What the workflow does

  1. Extract the Running Notes section from the journal file.
  2. Segment via line-range partition (work_buddy.triage.adapters.journal._segment_with_escalation). The LLM emits line-number groups; ids are generated on our side. Tier escalation (LOCAL_FAST → FRONTIER_FAST by default) handles validation failures.
  3. Manifest: build_thread_manifest calls FRONTIER_FAST per thread for {tags, summary}. Per-thread errors don't abort the run.
  4. Cluster: linearize_threads seriates by Jaccard tag similarity (break_threshold=0.15). The cluster review markdown is presented to the user.
  5. Review: user marks MERGE / SPLIT / TAG decisions per cluster.
  6. Route: user-confirmed routing decisions go to execute_routing_plan (consent-gated). Destinations: task list, consideration file, existing note (append), or delete/skip/split.
  7. Rewrite: rewrite_running_notes produces a new Running Notes section with processed lines stripped (consent-gated; refuses to write if file changed on disk since the rewrite was prepared).

Scheduled scan dedup

The hourly journal-triage-scan cron invokes run_source_pipeline(source="journal_backlog"). The runner short-circuits the spawn when an open umbrella for the same journal_date already exists (key: journal_backlog:<journal_date>, stored in the umbrella's inciting_event_summary.dedup_key).
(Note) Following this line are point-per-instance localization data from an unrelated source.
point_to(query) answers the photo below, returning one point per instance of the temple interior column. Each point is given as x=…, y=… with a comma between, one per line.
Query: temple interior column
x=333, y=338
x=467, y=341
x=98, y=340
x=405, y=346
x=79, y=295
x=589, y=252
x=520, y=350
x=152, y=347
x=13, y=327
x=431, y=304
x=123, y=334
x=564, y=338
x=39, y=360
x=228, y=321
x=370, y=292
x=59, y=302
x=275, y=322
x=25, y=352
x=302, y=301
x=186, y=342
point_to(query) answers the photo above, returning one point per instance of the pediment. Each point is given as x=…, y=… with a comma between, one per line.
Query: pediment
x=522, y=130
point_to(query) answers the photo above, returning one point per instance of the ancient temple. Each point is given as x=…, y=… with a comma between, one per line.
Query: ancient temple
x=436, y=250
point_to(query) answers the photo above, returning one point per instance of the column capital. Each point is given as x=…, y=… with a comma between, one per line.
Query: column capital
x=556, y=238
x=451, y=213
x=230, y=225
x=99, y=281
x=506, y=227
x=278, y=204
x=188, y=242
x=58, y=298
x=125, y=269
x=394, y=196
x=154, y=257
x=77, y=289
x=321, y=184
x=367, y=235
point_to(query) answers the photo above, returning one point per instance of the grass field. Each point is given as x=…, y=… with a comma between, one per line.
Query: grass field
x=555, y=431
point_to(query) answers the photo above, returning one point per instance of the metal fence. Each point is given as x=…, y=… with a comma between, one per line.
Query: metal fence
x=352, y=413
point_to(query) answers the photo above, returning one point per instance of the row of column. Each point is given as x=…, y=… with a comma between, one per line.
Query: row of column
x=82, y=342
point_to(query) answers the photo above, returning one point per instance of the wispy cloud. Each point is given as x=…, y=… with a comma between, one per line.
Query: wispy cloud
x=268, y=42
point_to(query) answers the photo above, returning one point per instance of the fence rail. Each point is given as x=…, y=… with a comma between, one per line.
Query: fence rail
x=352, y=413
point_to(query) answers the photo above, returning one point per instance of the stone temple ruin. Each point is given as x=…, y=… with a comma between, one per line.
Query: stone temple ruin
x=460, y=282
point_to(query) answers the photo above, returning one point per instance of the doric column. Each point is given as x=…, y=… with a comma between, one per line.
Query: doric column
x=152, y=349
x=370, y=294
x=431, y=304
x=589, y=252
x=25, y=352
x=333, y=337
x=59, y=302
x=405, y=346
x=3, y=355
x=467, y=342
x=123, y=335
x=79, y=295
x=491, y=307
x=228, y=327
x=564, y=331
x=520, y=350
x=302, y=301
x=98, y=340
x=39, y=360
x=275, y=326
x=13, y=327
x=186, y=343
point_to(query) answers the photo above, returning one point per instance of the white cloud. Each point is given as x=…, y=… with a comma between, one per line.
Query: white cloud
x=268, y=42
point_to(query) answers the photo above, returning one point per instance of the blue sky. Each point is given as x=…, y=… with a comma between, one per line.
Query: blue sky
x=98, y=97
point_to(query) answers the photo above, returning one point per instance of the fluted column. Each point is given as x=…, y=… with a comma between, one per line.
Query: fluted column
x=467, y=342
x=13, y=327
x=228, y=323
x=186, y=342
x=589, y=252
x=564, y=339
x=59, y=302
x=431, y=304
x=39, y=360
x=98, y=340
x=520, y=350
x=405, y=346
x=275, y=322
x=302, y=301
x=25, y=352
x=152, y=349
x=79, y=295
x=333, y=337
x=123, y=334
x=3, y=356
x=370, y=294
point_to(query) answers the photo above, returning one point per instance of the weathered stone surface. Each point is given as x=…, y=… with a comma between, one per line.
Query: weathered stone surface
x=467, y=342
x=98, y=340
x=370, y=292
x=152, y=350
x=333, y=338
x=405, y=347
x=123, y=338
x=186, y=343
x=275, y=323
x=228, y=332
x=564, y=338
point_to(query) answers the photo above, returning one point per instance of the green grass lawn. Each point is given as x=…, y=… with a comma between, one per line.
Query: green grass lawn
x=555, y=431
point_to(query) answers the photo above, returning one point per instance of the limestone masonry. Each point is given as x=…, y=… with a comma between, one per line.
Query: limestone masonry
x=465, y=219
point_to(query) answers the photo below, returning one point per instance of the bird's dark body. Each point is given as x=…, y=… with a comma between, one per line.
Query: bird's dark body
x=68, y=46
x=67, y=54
One umbrella per day until it reaches a terminal state. Items captured into the running notes after the umbrella was spawned are NOT auto-routed into it — that requires a manual re-run after the existing umbrella is resolved (done / dismissed), at which point the next scan produces a fresh umbrella.

Operator notes

  • Multi-thread overlap (a line in two clusters) is handled conservatively in the rewrite: the line is kept if any of its memberships is a keep-decision. Silent data loss is the worse failure mode.
  • Split actions require a rewrite_map[id] entry naming what to put in place of the original lines (string = replacement text, None = drop).
  • The pipeline is bounded by triage.segment.tier_chain for the segmentation step — add a tier (e.g. frontier_balanced) when local-only consistently fails validation.